何とも言えませんが、ぺぺにでもあげて下さい。

「じゃあ、これならどうかな?」

再び荷物から何かを出そうとする。嫌な予感がした。

お心遣いだけ、ありがたく頂きます。

私は逃走した。





【龍神の迷宮:1階】

私は迷宮の中を闇に紛れて慎重に進んでいた。

先にも述べたが、ここは大変に危険な場所である。

猫の私とて例外ではない。だが、私はここに居た。

理由は2つ。1つは好奇心を押さえる事が出来ないのだ。

以前の私は世間で言う引きこもり。

しかし、ある事件がきっかけで変わった。

色々なモノに興味を持つようになった。
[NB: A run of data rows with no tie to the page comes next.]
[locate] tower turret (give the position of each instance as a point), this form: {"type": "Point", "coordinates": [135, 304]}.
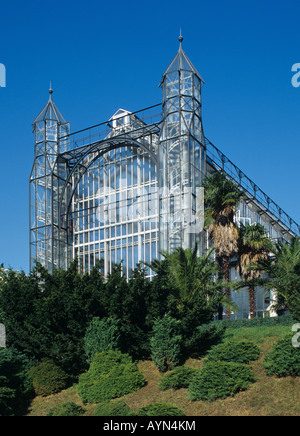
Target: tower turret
{"type": "Point", "coordinates": [48, 127]}
{"type": "Point", "coordinates": [181, 154]}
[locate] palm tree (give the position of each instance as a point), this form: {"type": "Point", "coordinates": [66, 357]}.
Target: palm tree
{"type": "Point", "coordinates": [221, 197]}
{"type": "Point", "coordinates": [283, 269]}
{"type": "Point", "coordinates": [254, 247]}
{"type": "Point", "coordinates": [189, 274]}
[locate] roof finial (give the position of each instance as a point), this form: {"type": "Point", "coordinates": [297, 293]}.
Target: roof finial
{"type": "Point", "coordinates": [50, 90]}
{"type": "Point", "coordinates": [180, 39]}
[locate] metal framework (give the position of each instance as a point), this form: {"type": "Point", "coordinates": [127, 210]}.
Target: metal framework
{"type": "Point", "coordinates": [125, 189]}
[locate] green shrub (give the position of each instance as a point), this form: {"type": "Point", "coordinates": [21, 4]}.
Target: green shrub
{"type": "Point", "coordinates": [15, 382]}
{"type": "Point", "coordinates": [160, 409]}
{"type": "Point", "coordinates": [284, 359]}
{"type": "Point", "coordinates": [68, 408]}
{"type": "Point", "coordinates": [285, 320]}
{"type": "Point", "coordinates": [116, 408]}
{"type": "Point", "coordinates": [220, 380]}
{"type": "Point", "coordinates": [166, 343]}
{"type": "Point", "coordinates": [101, 335]}
{"type": "Point", "coordinates": [201, 339]}
{"type": "Point", "coordinates": [111, 375]}
{"type": "Point", "coordinates": [48, 378]}
{"type": "Point", "coordinates": [179, 378]}
{"type": "Point", "coordinates": [238, 352]}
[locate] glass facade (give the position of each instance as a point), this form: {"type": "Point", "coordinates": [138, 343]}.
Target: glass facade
{"type": "Point", "coordinates": [132, 186]}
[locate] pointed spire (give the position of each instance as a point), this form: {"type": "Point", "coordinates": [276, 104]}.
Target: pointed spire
{"type": "Point", "coordinates": [180, 38]}
{"type": "Point", "coordinates": [181, 62]}
{"type": "Point", "coordinates": [50, 111]}
{"type": "Point", "coordinates": [50, 91]}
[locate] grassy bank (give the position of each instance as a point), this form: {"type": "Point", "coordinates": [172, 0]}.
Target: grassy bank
{"type": "Point", "coordinates": [268, 396]}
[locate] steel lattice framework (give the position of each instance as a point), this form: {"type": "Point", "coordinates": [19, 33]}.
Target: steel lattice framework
{"type": "Point", "coordinates": [129, 187]}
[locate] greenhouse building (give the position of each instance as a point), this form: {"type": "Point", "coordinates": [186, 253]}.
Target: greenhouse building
{"type": "Point", "coordinates": [127, 188]}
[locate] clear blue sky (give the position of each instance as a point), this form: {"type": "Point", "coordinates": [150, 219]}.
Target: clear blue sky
{"type": "Point", "coordinates": [104, 55]}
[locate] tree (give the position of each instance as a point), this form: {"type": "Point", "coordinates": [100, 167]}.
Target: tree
{"type": "Point", "coordinates": [191, 275]}
{"type": "Point", "coordinates": [254, 246]}
{"type": "Point", "coordinates": [166, 343]}
{"type": "Point", "coordinates": [221, 197]}
{"type": "Point", "coordinates": [283, 268]}
{"type": "Point", "coordinates": [193, 291]}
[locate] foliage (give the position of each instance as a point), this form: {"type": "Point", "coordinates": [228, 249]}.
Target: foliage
{"type": "Point", "coordinates": [179, 378]}
{"type": "Point", "coordinates": [68, 408]}
{"type": "Point", "coordinates": [112, 374]}
{"type": "Point", "coordinates": [230, 351]}
{"type": "Point", "coordinates": [203, 337]}
{"type": "Point", "coordinates": [285, 320]}
{"type": "Point", "coordinates": [221, 198]}
{"type": "Point", "coordinates": [166, 343]}
{"type": "Point", "coordinates": [48, 378]}
{"type": "Point", "coordinates": [115, 408]}
{"type": "Point", "coordinates": [46, 314]}
{"type": "Point", "coordinates": [160, 409]}
{"type": "Point", "coordinates": [101, 335]}
{"type": "Point", "coordinates": [15, 383]}
{"type": "Point", "coordinates": [284, 359]}
{"type": "Point", "coordinates": [220, 380]}
{"type": "Point", "coordinates": [283, 268]}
その好奇心が私を動かす。

もっと安全なモノに興味を持てば良いと思うだろう。

私もそう思う。だが、不思議な事に危険なモノほど興味を感じる。

ワイズナーを見てみたい。龍神を見てみたい。

もう1つは願いを叶える為。ワイズナーや龍神なら出来るかもしれない。

私の願いを叶えてくれるかもしれない。

すでに何回も迷宮に挑んでいた。

「はぐっ!?」

「はわっ!?」

ぶつかる音と声が聞こえた。近い。私は迷わず行ってみた。

2人の女性が額を押さえている。

どうやら曲がり角で、不注意にも互いの額にぶつかったようだ。

他に女性が3人いた。全員で5人だ。これは良くない状況である。

4人は冒険者。問題ない。もう1人が不味い。

ハイウェイマンズギルドに所属する罠師だ。名前は【ミラ・ネージュ】。

ミラと同様に額を押さえ、痛みに耐えている冒険者が【ウィルカ】。

後ろで心配そうにしているのが【マリル】。

ミラに不信の目を向けているのが【フランム】。

そして、こちらを見ているのが【ムーンストナ】。

私に気がついている?

視線か気配を感じ取ったのか。いや、今はミラが心配である。

ミラは良い奴だ。ハイウェイマンズギルドに所属しているのを疑うくらいに。

しかし、彼女達はミラの正体を知ったら許さないだろう。

どうしたものか。猫の私に何が出来る?

迷宮に入って早々、考え悩むはめになった。